# The Telling Book



## Ghân-buri-Rob (Sep 1, 2022)

A welcome to everyone!

In an attempt to honour the Great J.R.R. Tolkien (not to imitate him!), I have embarked on a journey to write down the history of the Drughu, for the knowledge of them is very poor. As of now this will be an ongoing process until finished, just for fun!

If you have any idea(s) that could be added? Feel free to participate and mail me! 

Greetings
Ghân-buri-Rob


----------



## Ent (Sep 1, 2022)

_The Complete Tolkien Companion_ has a nice summary of what little we know about them... 
Writing such a history sounds exceptionally fun, and I would love to read what you come up with.

Interesting to include would be how they found the grass for their grass about their waist given their living 'in the forest', how they maintained those skirts, how they preserved them, how long they lasted, etc.

Also there is some evidence they lived among the people of Haleth in Brethil in the First Age - how did that impact the life style of those that lived among the them? Their manner of dress, their eating habits, etc.?

By the way, as an additive, what WERE their eating habits through the ages and how were those similar/different?

This work excites me.


----------



## Ent (Sep 1, 2022)

Well-aged Enting said:


> _The Complete Tolkien Companion_ has a nice summary of what little we know about them...
> Writing such a history sounds exceptionally fun, and I would love to read what you come up with.
> 
> Interesting to include would be how they found the grass for their grass about their waist given their living 'in the forest', how they maintained those skirts, how they preserved them, how long they lasted, etc.
> ...



p.s. - I could not "mail you" as requested, as I do not know your address, or even which forest you currently make your home in.


----------



## Ent (Sep 1, 2022)

I guess one other thing that excites me to know is, since the Ents used to be 'everywhere' when there was 'one vast forest', and since it seems the Drughu always lived in the forests in one place or another, did the Ents and Drughu have an acquaintance of any kind?

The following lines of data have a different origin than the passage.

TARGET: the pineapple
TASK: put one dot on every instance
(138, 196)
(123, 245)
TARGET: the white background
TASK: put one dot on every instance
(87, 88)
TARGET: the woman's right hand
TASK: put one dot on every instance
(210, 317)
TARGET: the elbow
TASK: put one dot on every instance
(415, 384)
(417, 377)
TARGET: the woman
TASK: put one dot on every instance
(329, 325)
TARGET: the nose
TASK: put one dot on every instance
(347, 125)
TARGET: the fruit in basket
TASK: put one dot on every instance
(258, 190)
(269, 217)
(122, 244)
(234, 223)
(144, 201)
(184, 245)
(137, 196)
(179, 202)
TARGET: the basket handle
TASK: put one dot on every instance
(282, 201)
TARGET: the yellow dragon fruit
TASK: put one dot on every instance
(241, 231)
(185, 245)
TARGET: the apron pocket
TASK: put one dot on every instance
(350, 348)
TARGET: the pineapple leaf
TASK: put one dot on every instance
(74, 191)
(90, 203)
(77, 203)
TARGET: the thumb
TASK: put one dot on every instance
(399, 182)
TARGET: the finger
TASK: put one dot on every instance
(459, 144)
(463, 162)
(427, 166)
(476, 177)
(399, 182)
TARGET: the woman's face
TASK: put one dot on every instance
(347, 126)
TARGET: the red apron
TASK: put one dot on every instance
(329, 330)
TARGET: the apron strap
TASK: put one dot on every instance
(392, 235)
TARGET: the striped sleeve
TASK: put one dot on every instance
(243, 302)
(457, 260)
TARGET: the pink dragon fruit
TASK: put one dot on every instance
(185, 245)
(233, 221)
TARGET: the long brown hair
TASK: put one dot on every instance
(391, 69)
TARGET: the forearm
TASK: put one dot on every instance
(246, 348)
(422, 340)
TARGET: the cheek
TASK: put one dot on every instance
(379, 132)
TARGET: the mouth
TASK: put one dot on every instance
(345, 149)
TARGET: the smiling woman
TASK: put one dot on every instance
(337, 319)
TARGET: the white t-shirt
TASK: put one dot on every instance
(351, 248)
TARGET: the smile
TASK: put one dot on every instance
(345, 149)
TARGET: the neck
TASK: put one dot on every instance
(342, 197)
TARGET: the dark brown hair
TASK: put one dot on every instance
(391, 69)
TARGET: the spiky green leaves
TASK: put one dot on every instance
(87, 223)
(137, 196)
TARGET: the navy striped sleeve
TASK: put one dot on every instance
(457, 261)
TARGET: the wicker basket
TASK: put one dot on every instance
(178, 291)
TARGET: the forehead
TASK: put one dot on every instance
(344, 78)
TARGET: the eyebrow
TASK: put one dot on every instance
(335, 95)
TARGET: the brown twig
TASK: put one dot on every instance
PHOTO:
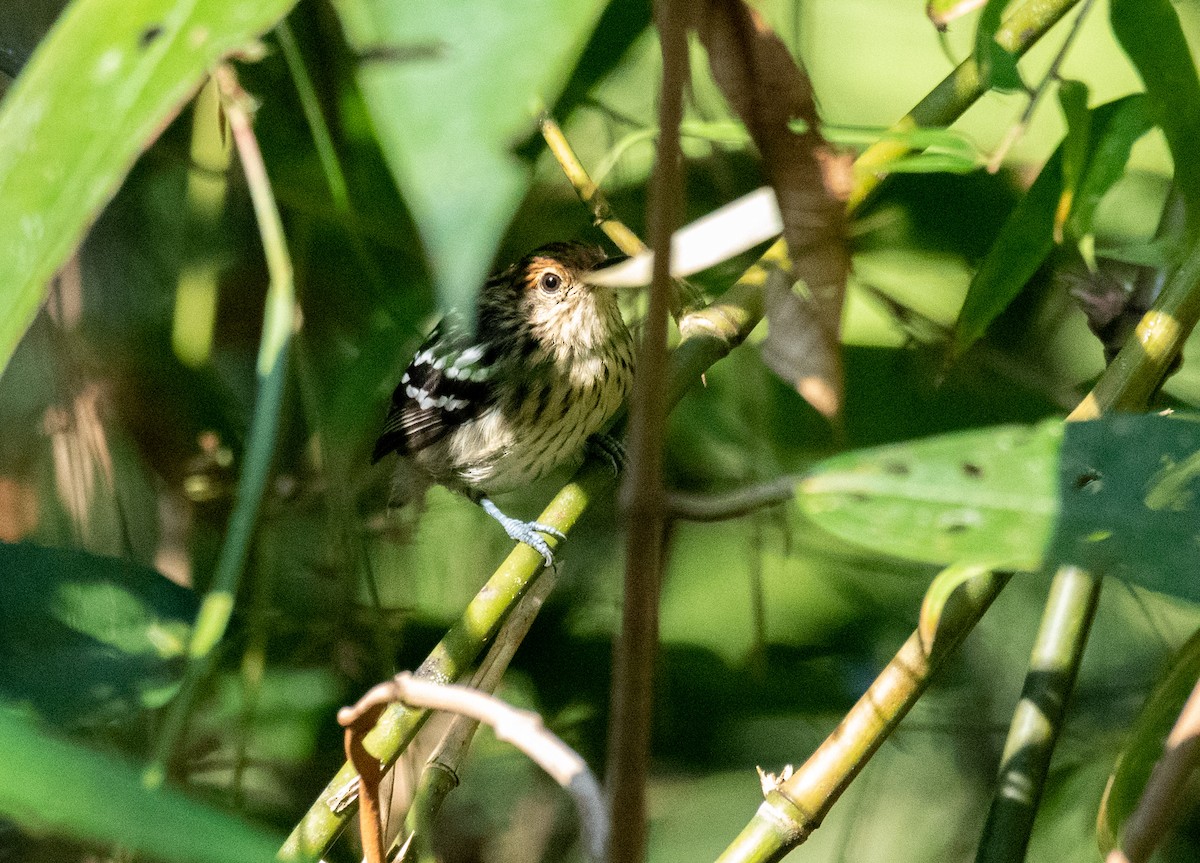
(634, 663)
(441, 773)
(523, 729)
(358, 720)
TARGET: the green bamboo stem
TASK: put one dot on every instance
(708, 336)
(322, 139)
(1128, 384)
(957, 93)
(792, 810)
(1038, 718)
(279, 318)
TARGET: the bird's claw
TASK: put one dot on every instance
(528, 532)
(610, 449)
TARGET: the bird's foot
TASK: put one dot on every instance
(528, 532)
(609, 449)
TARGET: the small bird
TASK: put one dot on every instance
(550, 363)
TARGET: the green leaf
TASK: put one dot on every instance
(1150, 33)
(979, 497)
(1073, 100)
(942, 588)
(1145, 743)
(997, 65)
(102, 85)
(1117, 126)
(1024, 243)
(1117, 496)
(1131, 501)
(84, 636)
(65, 790)
(453, 87)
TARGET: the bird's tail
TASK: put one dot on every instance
(408, 484)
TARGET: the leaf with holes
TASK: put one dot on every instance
(1129, 487)
(981, 497)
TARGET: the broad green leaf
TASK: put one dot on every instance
(101, 87)
(1116, 129)
(979, 497)
(997, 65)
(1145, 743)
(1024, 243)
(65, 790)
(453, 87)
(88, 637)
(1117, 496)
(1150, 33)
(1129, 487)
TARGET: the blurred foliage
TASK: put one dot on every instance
(118, 455)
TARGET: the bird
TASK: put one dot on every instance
(492, 408)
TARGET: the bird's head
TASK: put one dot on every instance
(546, 293)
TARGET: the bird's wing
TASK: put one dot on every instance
(444, 385)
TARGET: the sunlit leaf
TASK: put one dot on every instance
(1150, 33)
(945, 585)
(453, 88)
(1145, 743)
(65, 790)
(1117, 496)
(99, 89)
(981, 497)
(1073, 100)
(88, 636)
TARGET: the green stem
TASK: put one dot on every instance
(957, 93)
(1037, 720)
(216, 607)
(791, 811)
(708, 336)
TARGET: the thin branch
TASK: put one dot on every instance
(732, 504)
(523, 729)
(1039, 714)
(631, 700)
(957, 93)
(797, 804)
(588, 191)
(708, 336)
(441, 773)
(279, 322)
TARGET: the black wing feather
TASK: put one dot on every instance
(429, 403)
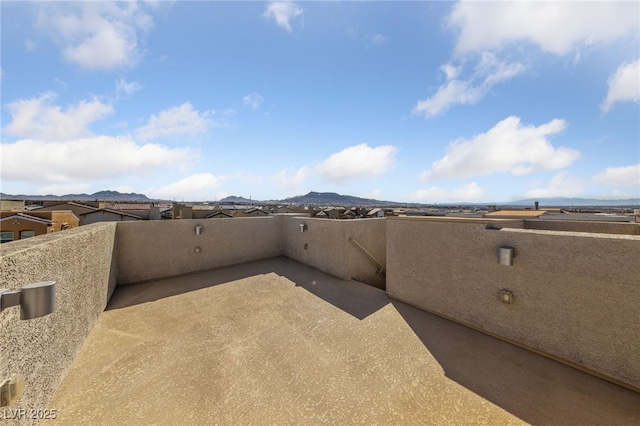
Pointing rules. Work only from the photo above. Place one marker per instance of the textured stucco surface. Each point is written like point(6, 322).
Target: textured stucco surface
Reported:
point(274, 342)
point(328, 247)
point(81, 262)
point(161, 248)
point(576, 294)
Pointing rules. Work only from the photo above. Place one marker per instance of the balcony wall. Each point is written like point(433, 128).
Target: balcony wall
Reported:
point(576, 294)
point(330, 246)
point(148, 250)
point(81, 262)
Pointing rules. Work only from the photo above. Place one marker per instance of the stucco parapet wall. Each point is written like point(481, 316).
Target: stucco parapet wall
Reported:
point(81, 262)
point(576, 294)
point(343, 248)
point(574, 234)
point(148, 250)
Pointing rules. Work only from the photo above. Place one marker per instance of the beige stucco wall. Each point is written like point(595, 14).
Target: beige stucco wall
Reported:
point(149, 250)
point(81, 262)
point(576, 294)
point(329, 249)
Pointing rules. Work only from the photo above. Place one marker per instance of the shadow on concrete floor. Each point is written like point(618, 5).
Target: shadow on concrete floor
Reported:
point(536, 389)
point(357, 299)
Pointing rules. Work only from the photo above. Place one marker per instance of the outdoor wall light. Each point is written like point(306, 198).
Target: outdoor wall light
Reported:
point(506, 296)
point(35, 300)
point(506, 255)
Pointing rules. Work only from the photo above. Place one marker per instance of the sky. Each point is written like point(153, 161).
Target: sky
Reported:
point(418, 101)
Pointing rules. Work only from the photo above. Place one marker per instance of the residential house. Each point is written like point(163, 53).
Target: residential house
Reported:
point(20, 225)
point(107, 215)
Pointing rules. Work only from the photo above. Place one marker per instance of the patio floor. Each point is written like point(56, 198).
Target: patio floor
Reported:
point(276, 342)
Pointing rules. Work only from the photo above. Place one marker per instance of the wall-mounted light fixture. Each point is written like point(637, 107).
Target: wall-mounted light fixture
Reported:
point(506, 255)
point(506, 296)
point(35, 300)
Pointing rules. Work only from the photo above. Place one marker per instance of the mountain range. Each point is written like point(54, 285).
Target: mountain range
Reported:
point(326, 199)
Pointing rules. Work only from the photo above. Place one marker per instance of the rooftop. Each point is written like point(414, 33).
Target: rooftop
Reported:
point(287, 319)
point(277, 342)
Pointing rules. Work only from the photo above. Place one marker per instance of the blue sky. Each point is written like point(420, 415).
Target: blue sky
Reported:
point(406, 101)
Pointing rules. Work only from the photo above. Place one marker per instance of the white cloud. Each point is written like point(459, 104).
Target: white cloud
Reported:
point(128, 88)
point(195, 187)
point(177, 120)
point(98, 157)
point(254, 100)
point(96, 35)
point(38, 118)
point(624, 85)
point(556, 27)
point(488, 72)
point(377, 40)
point(355, 162)
point(291, 179)
point(283, 12)
point(507, 147)
point(620, 176)
point(63, 189)
point(465, 193)
point(560, 185)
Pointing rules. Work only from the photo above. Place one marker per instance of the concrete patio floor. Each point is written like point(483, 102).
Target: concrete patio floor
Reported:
point(276, 342)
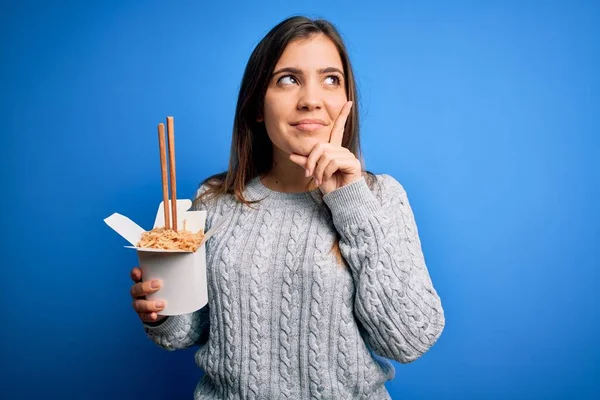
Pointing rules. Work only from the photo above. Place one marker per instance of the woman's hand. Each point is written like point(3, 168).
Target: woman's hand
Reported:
point(331, 165)
point(147, 310)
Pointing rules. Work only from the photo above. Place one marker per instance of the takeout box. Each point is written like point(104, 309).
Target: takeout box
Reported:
point(183, 273)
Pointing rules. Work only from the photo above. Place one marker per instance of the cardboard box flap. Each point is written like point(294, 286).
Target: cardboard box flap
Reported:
point(151, 250)
point(125, 227)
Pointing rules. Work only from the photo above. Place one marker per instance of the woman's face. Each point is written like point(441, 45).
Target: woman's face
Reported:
point(305, 95)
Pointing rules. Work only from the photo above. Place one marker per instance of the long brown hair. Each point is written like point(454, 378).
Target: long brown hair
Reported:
point(251, 149)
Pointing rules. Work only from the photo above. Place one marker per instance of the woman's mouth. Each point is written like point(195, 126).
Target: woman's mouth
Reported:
point(309, 125)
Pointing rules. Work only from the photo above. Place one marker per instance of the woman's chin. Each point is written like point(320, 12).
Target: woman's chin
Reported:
point(304, 147)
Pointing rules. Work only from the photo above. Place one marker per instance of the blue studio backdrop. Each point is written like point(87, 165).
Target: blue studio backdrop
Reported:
point(487, 112)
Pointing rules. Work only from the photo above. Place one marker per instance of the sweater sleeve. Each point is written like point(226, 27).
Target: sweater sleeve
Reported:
point(395, 301)
point(180, 331)
point(183, 331)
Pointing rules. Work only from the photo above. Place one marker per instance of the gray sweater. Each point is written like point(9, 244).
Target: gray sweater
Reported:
point(288, 317)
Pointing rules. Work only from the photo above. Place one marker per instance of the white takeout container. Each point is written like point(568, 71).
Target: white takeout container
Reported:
point(183, 273)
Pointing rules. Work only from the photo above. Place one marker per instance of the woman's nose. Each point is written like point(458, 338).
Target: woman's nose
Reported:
point(309, 98)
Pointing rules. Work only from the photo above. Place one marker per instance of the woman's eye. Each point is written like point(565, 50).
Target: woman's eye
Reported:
point(286, 80)
point(332, 80)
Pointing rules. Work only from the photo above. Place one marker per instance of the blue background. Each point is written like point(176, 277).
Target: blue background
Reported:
point(487, 112)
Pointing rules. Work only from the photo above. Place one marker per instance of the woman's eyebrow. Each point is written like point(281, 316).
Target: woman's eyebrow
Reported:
point(299, 72)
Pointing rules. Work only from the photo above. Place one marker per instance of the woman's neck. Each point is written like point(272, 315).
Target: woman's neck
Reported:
point(286, 176)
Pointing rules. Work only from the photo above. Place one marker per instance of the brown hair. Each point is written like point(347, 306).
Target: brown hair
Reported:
point(251, 149)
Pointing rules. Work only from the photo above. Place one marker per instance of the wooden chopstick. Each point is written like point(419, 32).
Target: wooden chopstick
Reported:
point(163, 172)
point(171, 135)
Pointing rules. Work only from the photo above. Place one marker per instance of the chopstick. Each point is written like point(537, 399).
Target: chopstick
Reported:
point(162, 147)
point(171, 134)
point(163, 172)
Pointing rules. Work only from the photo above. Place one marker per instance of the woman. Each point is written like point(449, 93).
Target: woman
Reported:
point(319, 273)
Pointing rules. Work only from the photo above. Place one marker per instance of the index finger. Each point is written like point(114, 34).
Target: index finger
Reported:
point(337, 133)
point(136, 274)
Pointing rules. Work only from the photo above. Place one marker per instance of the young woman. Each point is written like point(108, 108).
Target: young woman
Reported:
point(319, 274)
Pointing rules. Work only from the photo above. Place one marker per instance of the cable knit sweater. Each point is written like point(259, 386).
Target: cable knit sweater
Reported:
point(287, 317)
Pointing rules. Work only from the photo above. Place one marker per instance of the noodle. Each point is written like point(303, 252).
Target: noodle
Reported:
point(168, 239)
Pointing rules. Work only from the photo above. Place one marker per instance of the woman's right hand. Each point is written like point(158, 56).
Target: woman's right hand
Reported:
point(147, 310)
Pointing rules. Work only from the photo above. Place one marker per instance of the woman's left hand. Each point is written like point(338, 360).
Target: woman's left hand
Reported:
point(331, 165)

We do not have the full story of all the peoples the Ents knew, when Treebeard starts to recite it... we just know that as he ponders it he can't find the hobbits in it anywhere.


----------



## Elbereth Vala Varda (Sep 1, 2022)

Cool idea to write them down! I love the picture of cover, @Ghân-buri-Rob !


----------



## Ghân-buri-Rob (Sep 1, 2022)

Elbereth Vala Varda said:


> Cool idea to write them down! I love the picture of cover, @Ghân-buri-Rob !


Much thank you! 👍


----------



## Elbereth Vala Varda (Sep 1, 2022)

Of course!


----------



## Ghân-buri-Rob (Sep 5, 2022)

With the ending of the summer vacation I have more time to spend on the history of the Drughu!

Following is the beginning of the book! Hope you like it and as always: if you have ideas etc.? please contact me! 

This be me btw ...


----------



## Ent (Sep 5, 2022)

@_Ghân-buri-Rob - Please sir._

You should really put your grass on..! 😁


----------



## Tuor Cassidy (Sep 5, 2022)

The Drughu, forgive me if this has been mentioned, but they are also known as the Druedain, which is Sindarin for “wild men of Ered Nimrais” which is also near or part of Brethil, where the people of Haleth once resided. The Druedain have some very mysterious magic!


----------



## Ghân-buri-Rob (Sep 6, 2022)

Tuor Cassidy said:


> The Drughu, forgive me if this has been mentioned, but they are also known as the Druedain, which is Sindarin for “wild men of Ered Nimrais” which is also near or part of Brethil, where the people of Haleth once resided. The Druedain have some very mysterious magic!


Just down to earth common sense 

Ans this is the well known Ghân-buri-Ghân !


----------



## Tuor Cassidy (Sep 6, 2022)

Have you read The Faithful
Stone, a short story within Unfinished Tales?

Very cool story of one particular Drughu and some of the powers they had, or forces they had access to!


----------



## Ent (Sep 6, 2022)

Tuor Cassidy said:


> Have you read The Faithful
> Stone, a short story within Unfinished Tales?
> 
> Very cool story of one particular Drughu and some of the powers they had, or forces they had access to!



And much information about the Drughu most likely not found anywhere else - a whole chapter of some 17-18 pages devoted to them.


----------